At time of writing, at 0.14.0 there is COREPACK_ENABLE_STRICT=0 , which disables this check completely and will always use the fallback version of package managers. However, there should be a middle ground, to use the package manager version specified by the project, but does not throw error when other package manager is invoked.

Use case example:

  • globally, I prepared & activated [email protected] and [email protected]
  • there is a project, managed using [email protected] (specified in the "packageManager" field in package.json). However there are some external dependencies with pre/post-install scripts that calls "yarn build".
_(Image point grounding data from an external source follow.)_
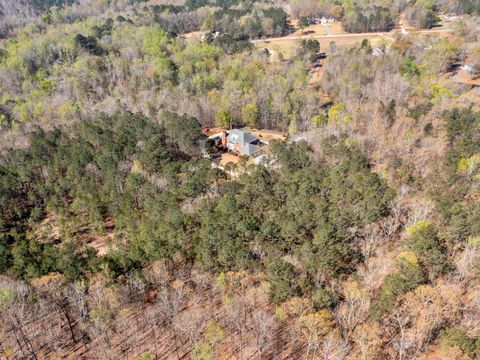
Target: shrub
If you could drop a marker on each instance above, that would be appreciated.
(322, 299)
(423, 241)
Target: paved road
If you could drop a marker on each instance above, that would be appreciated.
(385, 35)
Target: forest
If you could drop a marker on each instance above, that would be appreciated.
(121, 236)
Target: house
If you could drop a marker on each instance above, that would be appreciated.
(469, 69)
(241, 142)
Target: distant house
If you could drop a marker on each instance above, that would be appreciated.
(469, 69)
(242, 142)
(378, 52)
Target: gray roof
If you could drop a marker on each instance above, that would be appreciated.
(241, 137)
(244, 139)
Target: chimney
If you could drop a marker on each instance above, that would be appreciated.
(224, 139)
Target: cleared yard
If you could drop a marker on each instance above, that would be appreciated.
(228, 158)
(267, 135)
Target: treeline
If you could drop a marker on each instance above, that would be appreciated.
(83, 67)
(372, 15)
(142, 175)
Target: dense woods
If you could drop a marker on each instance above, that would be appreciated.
(353, 236)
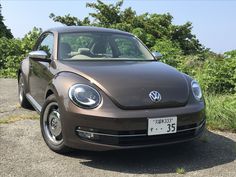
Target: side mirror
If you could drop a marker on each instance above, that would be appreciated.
(157, 55)
(39, 55)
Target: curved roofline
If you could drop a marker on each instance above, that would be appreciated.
(68, 29)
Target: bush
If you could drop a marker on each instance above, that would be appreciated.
(221, 112)
(13, 51)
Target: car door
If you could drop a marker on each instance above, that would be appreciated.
(40, 70)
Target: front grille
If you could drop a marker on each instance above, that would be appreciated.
(140, 137)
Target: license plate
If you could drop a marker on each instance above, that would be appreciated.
(163, 125)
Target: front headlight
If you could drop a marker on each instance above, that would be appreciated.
(84, 96)
(196, 89)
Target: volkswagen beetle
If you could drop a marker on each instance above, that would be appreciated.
(102, 89)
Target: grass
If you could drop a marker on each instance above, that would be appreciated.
(14, 118)
(180, 171)
(221, 112)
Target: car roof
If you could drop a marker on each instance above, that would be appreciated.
(71, 29)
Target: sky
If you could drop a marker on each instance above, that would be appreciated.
(214, 21)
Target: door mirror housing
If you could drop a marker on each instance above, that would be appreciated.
(157, 55)
(39, 55)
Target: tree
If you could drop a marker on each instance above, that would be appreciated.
(4, 31)
(150, 28)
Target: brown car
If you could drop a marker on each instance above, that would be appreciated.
(102, 89)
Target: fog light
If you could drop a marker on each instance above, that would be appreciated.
(86, 135)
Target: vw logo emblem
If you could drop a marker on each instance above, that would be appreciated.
(155, 96)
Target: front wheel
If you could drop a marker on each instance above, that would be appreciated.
(51, 128)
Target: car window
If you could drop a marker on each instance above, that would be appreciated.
(101, 46)
(127, 48)
(47, 44)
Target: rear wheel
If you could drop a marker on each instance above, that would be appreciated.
(21, 93)
(51, 128)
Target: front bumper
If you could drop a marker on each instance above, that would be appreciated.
(126, 129)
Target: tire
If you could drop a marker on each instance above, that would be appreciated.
(51, 128)
(23, 101)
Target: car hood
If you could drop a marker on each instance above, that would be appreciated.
(128, 84)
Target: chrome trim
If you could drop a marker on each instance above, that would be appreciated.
(34, 103)
(135, 135)
(104, 134)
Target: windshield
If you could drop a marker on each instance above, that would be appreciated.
(101, 46)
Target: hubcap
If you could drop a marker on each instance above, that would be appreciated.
(52, 123)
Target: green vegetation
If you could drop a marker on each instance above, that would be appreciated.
(4, 31)
(13, 51)
(180, 48)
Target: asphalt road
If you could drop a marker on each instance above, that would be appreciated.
(23, 152)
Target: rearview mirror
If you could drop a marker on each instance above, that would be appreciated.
(157, 55)
(39, 54)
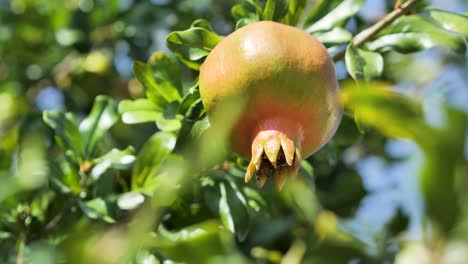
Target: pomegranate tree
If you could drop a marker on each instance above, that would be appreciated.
(288, 80)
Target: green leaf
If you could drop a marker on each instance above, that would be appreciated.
(97, 209)
(414, 33)
(362, 64)
(199, 242)
(393, 114)
(444, 165)
(233, 210)
(130, 200)
(191, 46)
(335, 17)
(335, 36)
(246, 10)
(448, 20)
(66, 129)
(170, 120)
(275, 10)
(202, 23)
(93, 128)
(245, 13)
(159, 93)
(166, 73)
(5, 235)
(295, 9)
(244, 22)
(139, 111)
(116, 159)
(150, 158)
(320, 9)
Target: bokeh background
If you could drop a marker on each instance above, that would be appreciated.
(60, 55)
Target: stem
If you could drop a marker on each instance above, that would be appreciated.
(367, 34)
(57, 218)
(20, 248)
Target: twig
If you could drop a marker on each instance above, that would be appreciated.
(367, 34)
(20, 248)
(50, 225)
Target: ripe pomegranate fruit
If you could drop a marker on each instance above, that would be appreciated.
(289, 83)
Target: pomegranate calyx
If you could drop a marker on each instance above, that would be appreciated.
(274, 155)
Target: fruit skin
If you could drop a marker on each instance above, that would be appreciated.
(288, 81)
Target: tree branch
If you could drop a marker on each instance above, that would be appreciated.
(367, 34)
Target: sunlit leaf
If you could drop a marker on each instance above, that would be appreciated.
(275, 10)
(97, 209)
(167, 74)
(93, 128)
(320, 9)
(414, 33)
(139, 111)
(362, 64)
(245, 10)
(191, 46)
(445, 162)
(151, 156)
(199, 242)
(202, 23)
(116, 159)
(448, 20)
(295, 9)
(158, 91)
(392, 113)
(130, 200)
(335, 17)
(66, 129)
(335, 36)
(233, 211)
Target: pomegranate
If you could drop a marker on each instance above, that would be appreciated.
(288, 80)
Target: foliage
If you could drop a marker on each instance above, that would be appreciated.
(98, 166)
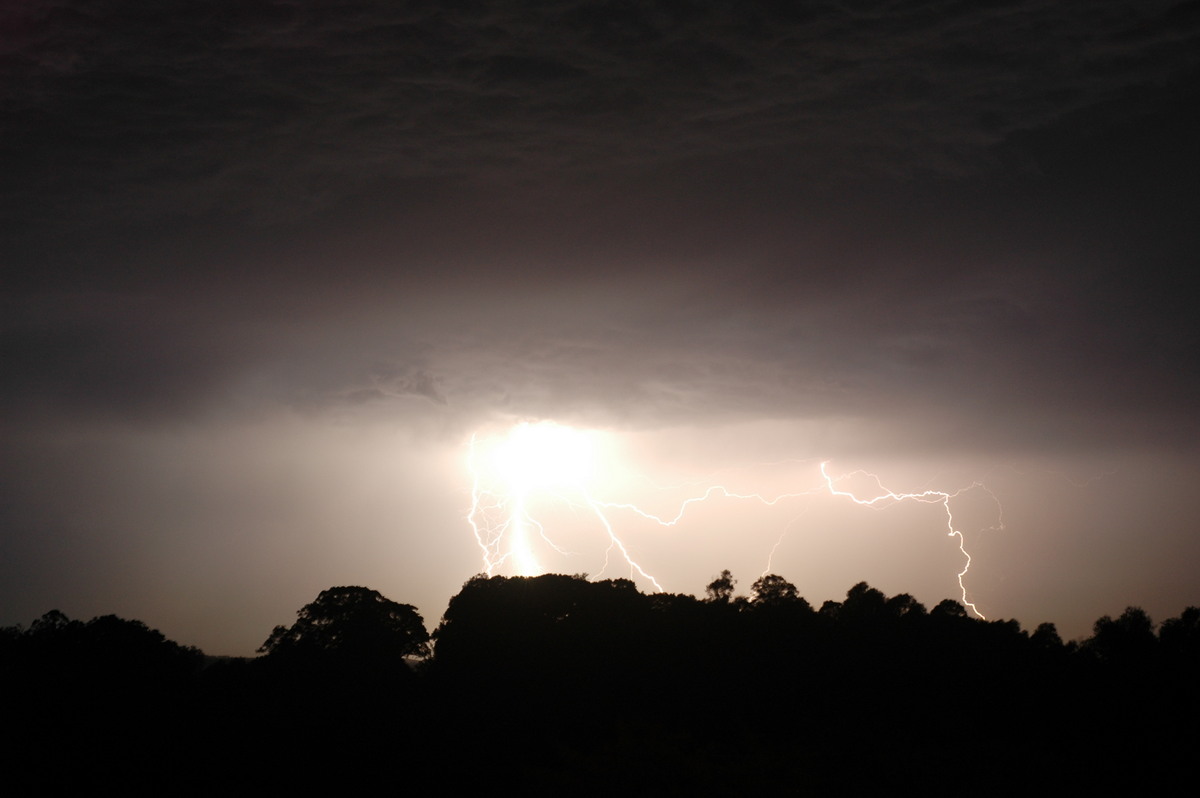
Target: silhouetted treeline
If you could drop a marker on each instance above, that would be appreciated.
(556, 684)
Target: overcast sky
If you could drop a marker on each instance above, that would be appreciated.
(269, 265)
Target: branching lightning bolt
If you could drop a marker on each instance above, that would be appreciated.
(504, 526)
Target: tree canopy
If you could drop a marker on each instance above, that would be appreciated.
(352, 622)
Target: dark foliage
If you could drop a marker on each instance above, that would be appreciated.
(568, 685)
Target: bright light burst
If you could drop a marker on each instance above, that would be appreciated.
(539, 471)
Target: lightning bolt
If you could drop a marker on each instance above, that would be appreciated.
(505, 527)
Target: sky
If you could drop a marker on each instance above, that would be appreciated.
(270, 268)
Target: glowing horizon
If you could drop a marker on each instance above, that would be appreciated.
(537, 479)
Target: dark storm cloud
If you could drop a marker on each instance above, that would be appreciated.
(279, 109)
(663, 210)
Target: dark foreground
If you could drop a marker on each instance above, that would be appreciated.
(556, 685)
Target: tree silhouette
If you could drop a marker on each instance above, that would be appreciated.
(720, 591)
(352, 622)
(771, 591)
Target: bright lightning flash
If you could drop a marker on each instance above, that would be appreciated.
(540, 463)
(534, 462)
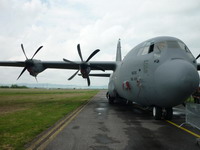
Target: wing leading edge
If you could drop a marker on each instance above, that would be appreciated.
(106, 65)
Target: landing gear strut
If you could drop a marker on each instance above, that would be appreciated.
(166, 113)
(110, 99)
(157, 113)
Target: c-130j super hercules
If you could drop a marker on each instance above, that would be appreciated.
(159, 73)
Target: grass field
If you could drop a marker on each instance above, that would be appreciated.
(24, 113)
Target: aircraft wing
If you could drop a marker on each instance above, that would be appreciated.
(12, 63)
(106, 65)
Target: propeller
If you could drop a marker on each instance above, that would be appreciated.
(28, 62)
(197, 56)
(84, 67)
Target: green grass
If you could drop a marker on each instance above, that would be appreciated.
(24, 113)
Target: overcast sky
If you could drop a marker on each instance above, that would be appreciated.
(59, 25)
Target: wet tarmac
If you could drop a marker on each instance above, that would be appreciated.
(100, 126)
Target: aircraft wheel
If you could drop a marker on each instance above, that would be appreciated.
(157, 113)
(168, 113)
(110, 99)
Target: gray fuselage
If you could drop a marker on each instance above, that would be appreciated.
(158, 72)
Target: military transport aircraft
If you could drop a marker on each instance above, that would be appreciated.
(159, 73)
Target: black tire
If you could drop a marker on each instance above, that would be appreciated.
(168, 113)
(111, 99)
(157, 113)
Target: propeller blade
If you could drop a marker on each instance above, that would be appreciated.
(36, 79)
(79, 52)
(22, 72)
(98, 68)
(73, 75)
(69, 61)
(37, 51)
(91, 55)
(23, 51)
(88, 80)
(197, 56)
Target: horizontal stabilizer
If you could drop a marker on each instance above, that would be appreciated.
(99, 75)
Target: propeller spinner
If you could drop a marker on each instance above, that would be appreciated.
(84, 67)
(28, 62)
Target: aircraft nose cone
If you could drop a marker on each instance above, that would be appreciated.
(175, 81)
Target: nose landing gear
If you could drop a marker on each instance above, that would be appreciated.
(166, 113)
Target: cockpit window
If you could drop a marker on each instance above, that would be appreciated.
(183, 47)
(160, 46)
(172, 44)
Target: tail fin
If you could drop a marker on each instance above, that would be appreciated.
(119, 55)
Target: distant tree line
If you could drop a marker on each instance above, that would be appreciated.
(14, 86)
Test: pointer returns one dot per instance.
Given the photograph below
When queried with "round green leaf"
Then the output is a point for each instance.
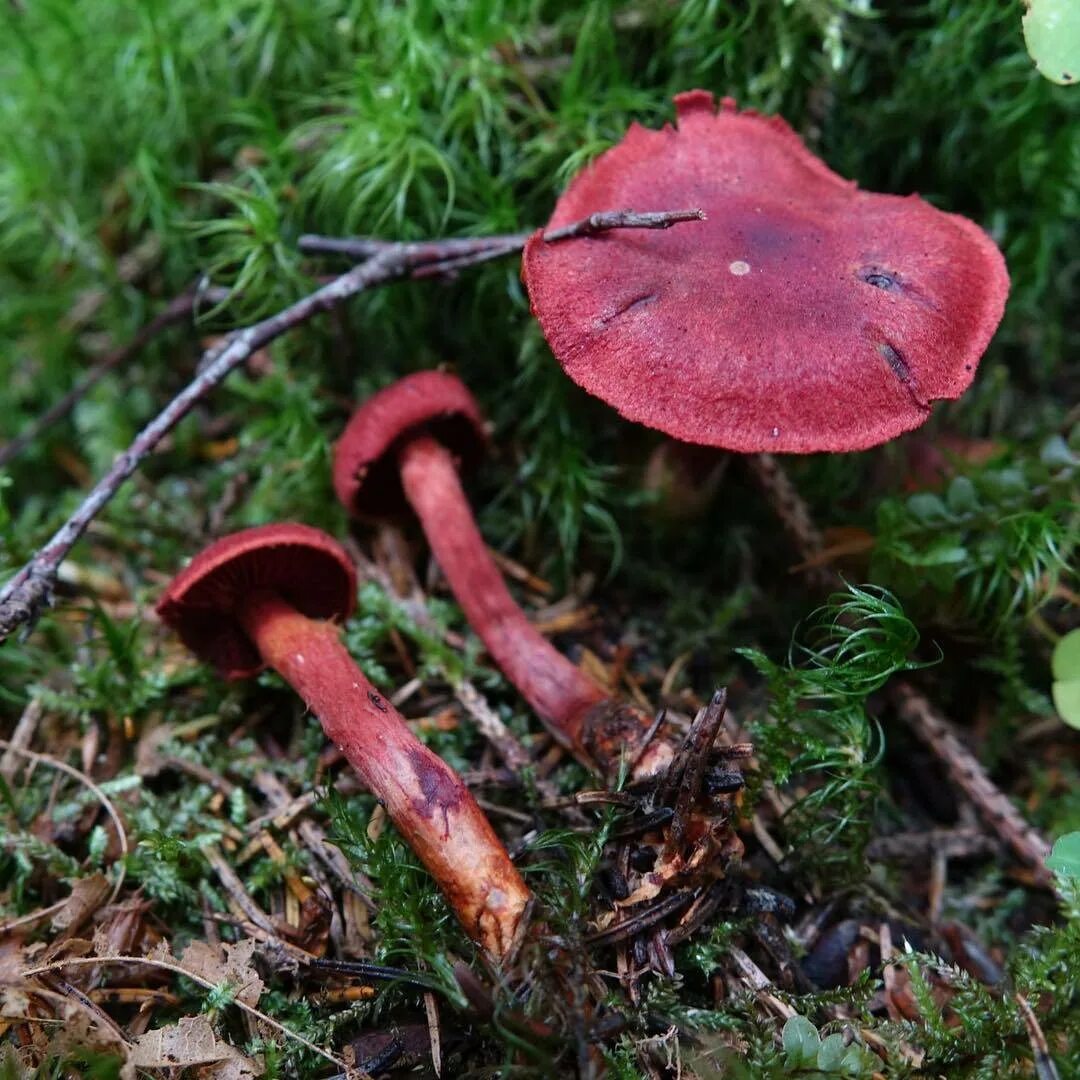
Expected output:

With the default configuration of Corepack, I cannot bootstrap the project at all, i.e. I cannot successfully run pnpm install. This is because invocation of yarn inside that repo will fail due to "Usage error", i.e. #157)

However, with COREPACK_ENABLE_STRICT=0, I still cannot bootstrap the project as expected, because now pnpm install will use the fallback/global pnpm (7.13.4) instead of the version specified by the repo (6.33.0)

Proposal:

When I set COREPACK_ENABLE_STRICT=0

  • running pnpm in that project should still use the version specified by the repo (6.33.0) instead of the fallback/global version.
  • running yarn in that project should use the global/fallback version

What do you think?

@styfle
Copy link
Member

styfle commented Oct 11, 2022

Agreed, that is how I expected it to work.

This seems like a bug.

@aduh95
Copy link
Contributor

aduh95 commented Oct 11, 2022

The original name for the env variable was something like COREPACK_IGNORE_PACKAGE_JSON, as I figured it would be convenient to give a way for users to skip the package.json parsing entirely (e.g. if you have an enormous package.json file, you might prefer to specify the version yourself instead of having Corepack reparse your JSON file every time).

That being said, I agree that your use case seems valid, and Corepack should default to make it work, or at least provide a way to make it work.

Slightly off-topic, but in PHP land, you can use @build instead of composer build (see https://getcomposer.org/doc/articles/scripts.md#referencing-scripts), I really wish JS package managers had adopted a similar pattern as it would circumvent this problem entirely.

@arcanis
Copy link
Contributor

arcanis commented Oct 11, 2022

Yep, I also thought that COREPACK_ENABLE_STRICT would only affect the package manager check, not the version itself 🤔

There's probably still time to change it since we're experimental, especially since the current behaviour isn't obvious.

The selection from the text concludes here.